While the report concludes the success of brand recall around ads in news channels is due to the fact that news is cognitively engaging, could it also be down to the trust generated by established news channels in this post-truth era when social media is a hotbed of misinformation? Denise Turner, Director of Research and Insight at Newsworks - the UK’s marketing body for the national news publishers - thinks it’s a factor. ‘In my view there are a number of reasons why brand recall is higher,’ she says. ‘Readers actively choose to engage with the content. It’s where they go to understand the why behind the what, and what it means for them. And trust is a key driver of success for brands that choose news brands. We’ve seen that in a number of studies we’ve carried out, and it’s particularly the case since the pandemic. We know for instance that 66 per cent of people said they value journalism more since the pandemic, and that’s even higher for younger people.’2

Indeed, Kantar’s recent research into The Trust Gap reveals that connected consumers trust the news and information they see in print and broadcast media more than on social media. And more people distrust social media than trust it.

Addressing the perception gap

Yet despite the mounting evidence to the contrary, a recent Ebiquity study reveals there’s still a perception by marketers that digital is more effective than print. So how does the print industry redress the balance? ‘The Ebiquity results point to a shortfall in awareness,’ says Steve Goodman. ‘It is the role of the press marketing bodies to address those client perceptions and challenge them with new and compelling research and case studies. In the UK, both Newsworks and Magnetic continue to do an excellent job of this, however the noise from other media, and in particular digital, can be somewhat overwhelming. It is important therefore that media owners and agencies play their part too. So many agencies are putting digital at the core of everything they do, often at the expense of other media. As a result, the skills required to plan and buy press are becoming ever increasingly absent at media buying agencies.’

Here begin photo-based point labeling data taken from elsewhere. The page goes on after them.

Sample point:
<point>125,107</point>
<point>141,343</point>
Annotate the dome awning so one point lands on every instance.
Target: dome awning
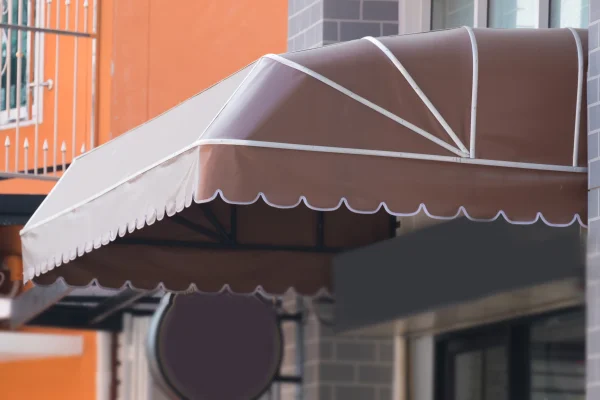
<point>259,180</point>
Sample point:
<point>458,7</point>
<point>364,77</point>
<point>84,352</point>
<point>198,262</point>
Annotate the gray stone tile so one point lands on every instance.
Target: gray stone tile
<point>594,174</point>
<point>593,370</point>
<point>326,350</point>
<point>593,210</point>
<point>592,91</point>
<point>336,372</point>
<point>593,268</point>
<point>594,64</point>
<point>381,375</point>
<point>386,352</point>
<point>380,11</point>
<point>593,146</point>
<point>357,30</point>
<point>355,393</point>
<point>325,392</point>
<point>593,343</point>
<point>594,117</point>
<point>593,303</point>
<point>316,12</point>
<point>341,9</point>
<point>592,392</point>
<point>390,29</point>
<point>385,394</point>
<point>330,31</point>
<point>593,36</point>
<point>299,43</point>
<point>356,351</point>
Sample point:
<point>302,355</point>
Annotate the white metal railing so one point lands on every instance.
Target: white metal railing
<point>48,89</point>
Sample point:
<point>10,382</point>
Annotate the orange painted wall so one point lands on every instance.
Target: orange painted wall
<point>152,54</point>
<point>54,378</point>
<point>168,51</point>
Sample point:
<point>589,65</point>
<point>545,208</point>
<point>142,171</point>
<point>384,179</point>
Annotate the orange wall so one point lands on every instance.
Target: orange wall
<point>54,378</point>
<point>165,51</point>
<point>151,56</point>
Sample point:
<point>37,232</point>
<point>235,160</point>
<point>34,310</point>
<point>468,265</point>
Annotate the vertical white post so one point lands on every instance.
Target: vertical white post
<point>45,151</point>
<point>6,153</point>
<point>400,373</point>
<point>542,13</point>
<point>481,14</point>
<point>19,78</point>
<point>28,62</point>
<point>56,70</point>
<point>38,73</point>
<point>75,71</point>
<point>26,156</point>
<point>103,365</point>
<point>9,69</point>
<point>63,152</point>
<point>94,74</point>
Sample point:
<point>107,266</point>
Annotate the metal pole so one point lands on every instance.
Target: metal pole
<point>300,347</point>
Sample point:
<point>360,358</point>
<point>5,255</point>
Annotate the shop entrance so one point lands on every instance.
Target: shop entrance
<point>539,358</point>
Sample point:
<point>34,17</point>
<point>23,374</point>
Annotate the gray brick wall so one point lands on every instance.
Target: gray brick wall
<point>593,267</point>
<point>313,23</point>
<point>336,367</point>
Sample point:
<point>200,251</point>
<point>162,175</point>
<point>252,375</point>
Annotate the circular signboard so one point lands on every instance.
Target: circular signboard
<point>207,347</point>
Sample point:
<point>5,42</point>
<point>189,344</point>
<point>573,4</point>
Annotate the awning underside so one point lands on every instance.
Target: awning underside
<point>478,123</point>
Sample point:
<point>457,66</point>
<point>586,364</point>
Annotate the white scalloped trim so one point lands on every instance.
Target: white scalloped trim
<point>192,288</point>
<point>150,216</point>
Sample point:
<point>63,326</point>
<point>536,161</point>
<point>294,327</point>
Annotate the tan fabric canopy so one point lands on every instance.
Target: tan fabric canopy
<point>300,156</point>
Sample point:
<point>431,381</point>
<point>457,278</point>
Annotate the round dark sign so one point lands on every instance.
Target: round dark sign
<point>207,347</point>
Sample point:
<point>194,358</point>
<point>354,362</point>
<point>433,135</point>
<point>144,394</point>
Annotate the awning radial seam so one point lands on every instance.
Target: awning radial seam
<point>335,130</point>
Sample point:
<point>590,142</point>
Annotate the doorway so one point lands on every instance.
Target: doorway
<point>535,358</point>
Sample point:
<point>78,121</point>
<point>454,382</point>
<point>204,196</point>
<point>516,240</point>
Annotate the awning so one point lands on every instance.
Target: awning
<point>478,272</point>
<point>260,179</point>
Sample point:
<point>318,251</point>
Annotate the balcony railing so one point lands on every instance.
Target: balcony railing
<point>48,84</point>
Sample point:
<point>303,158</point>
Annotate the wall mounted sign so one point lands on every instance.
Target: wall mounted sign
<point>224,346</point>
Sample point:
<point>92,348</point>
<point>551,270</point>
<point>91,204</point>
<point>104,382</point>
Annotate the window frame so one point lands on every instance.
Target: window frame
<point>416,15</point>
<point>513,333</point>
<point>8,117</point>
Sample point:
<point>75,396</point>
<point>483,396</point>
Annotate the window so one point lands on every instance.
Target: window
<point>505,13</point>
<point>538,358</point>
<point>512,13</point>
<point>569,13</point>
<point>9,59</point>
<point>452,13</point>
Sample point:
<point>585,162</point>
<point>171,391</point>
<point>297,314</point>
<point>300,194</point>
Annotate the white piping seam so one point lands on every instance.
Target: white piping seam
<point>474,90</point>
<point>40,269</point>
<point>579,95</point>
<point>253,64</point>
<point>365,102</point>
<point>392,154</point>
<point>418,91</point>
<point>230,97</point>
<point>318,149</point>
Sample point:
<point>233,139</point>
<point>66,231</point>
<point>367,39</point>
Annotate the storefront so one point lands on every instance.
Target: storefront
<point>277,176</point>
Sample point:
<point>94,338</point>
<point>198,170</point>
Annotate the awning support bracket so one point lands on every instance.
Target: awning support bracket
<point>177,218</point>
<point>474,91</point>
<point>214,221</point>
<point>580,63</point>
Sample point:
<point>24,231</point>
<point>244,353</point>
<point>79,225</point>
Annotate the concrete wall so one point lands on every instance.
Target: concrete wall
<point>593,269</point>
<point>313,23</point>
<point>336,367</point>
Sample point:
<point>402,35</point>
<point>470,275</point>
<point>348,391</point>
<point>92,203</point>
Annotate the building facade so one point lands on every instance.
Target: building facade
<point>552,341</point>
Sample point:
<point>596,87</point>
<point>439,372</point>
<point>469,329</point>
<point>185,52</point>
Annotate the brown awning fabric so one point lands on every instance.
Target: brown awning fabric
<point>259,180</point>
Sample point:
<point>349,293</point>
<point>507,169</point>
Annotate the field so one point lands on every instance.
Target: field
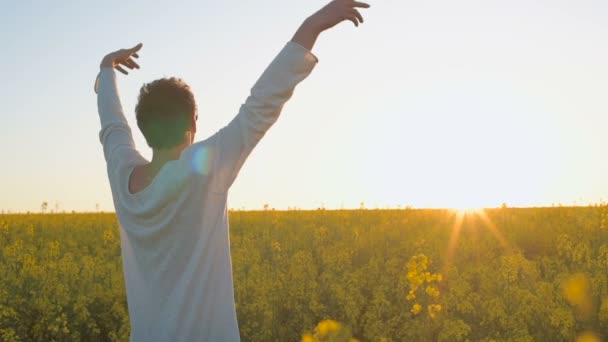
<point>377,275</point>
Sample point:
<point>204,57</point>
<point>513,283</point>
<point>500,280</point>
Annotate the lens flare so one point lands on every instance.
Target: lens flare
<point>200,159</point>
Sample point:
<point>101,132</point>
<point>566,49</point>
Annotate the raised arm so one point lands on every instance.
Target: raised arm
<point>115,134</point>
<point>274,88</point>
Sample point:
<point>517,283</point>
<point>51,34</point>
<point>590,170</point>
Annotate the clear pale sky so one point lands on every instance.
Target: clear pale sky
<point>435,103</point>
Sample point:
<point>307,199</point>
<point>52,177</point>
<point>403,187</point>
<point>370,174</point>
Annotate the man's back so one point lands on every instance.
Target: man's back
<point>174,233</point>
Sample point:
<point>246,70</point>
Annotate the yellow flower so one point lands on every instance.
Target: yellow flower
<point>588,337</point>
<point>434,309</point>
<point>308,338</point>
<point>431,291</point>
<point>416,309</point>
<point>326,326</point>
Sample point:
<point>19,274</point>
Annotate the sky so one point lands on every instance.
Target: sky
<point>437,103</point>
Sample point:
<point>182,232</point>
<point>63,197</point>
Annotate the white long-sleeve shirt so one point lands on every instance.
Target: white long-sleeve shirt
<point>174,233</point>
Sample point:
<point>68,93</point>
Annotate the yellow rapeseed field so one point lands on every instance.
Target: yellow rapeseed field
<point>508,274</point>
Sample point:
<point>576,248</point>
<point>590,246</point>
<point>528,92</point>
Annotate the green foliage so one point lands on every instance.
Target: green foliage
<point>384,275</point>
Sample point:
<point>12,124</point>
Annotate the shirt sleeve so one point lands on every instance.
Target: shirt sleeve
<point>274,88</point>
<point>115,134</point>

Marketers should wake up to print’s value

Dr Varan believes that despite the study being researched around Australian consumers, the results would be similar if applied globally. ‘The numbers might not be exactly the same, but the trend would be,’ he says.1

ThinkNewsBrands general manager Vanessa Lyons believes the study should be a wake-up call for marketers who are blinkered in their view of advertising in news channels, both print and digital. ‘Wouldn’t you rather reach your audience in an active, receptive state than a blink-and-you’ll-miss-it scroll? The findings are clear: as an advertising channel, news has the power to increase the propensity to purchase due to the halo created by the engaging, trusted and professionally produced content,’ she says. ‘This research, combined with the impressive daily reach of news, its vast and growing audience, and clear cross-platform performance, make a compelling case for marketers to reappraise their perceptions of news.’3

The sheer scale and scope of this cross-platform comparison is unprecedented, making it one of the most compelling cases yet for the immense power of print. Marketers, the evidence is clear. It’s time to sit up and pay attention to print!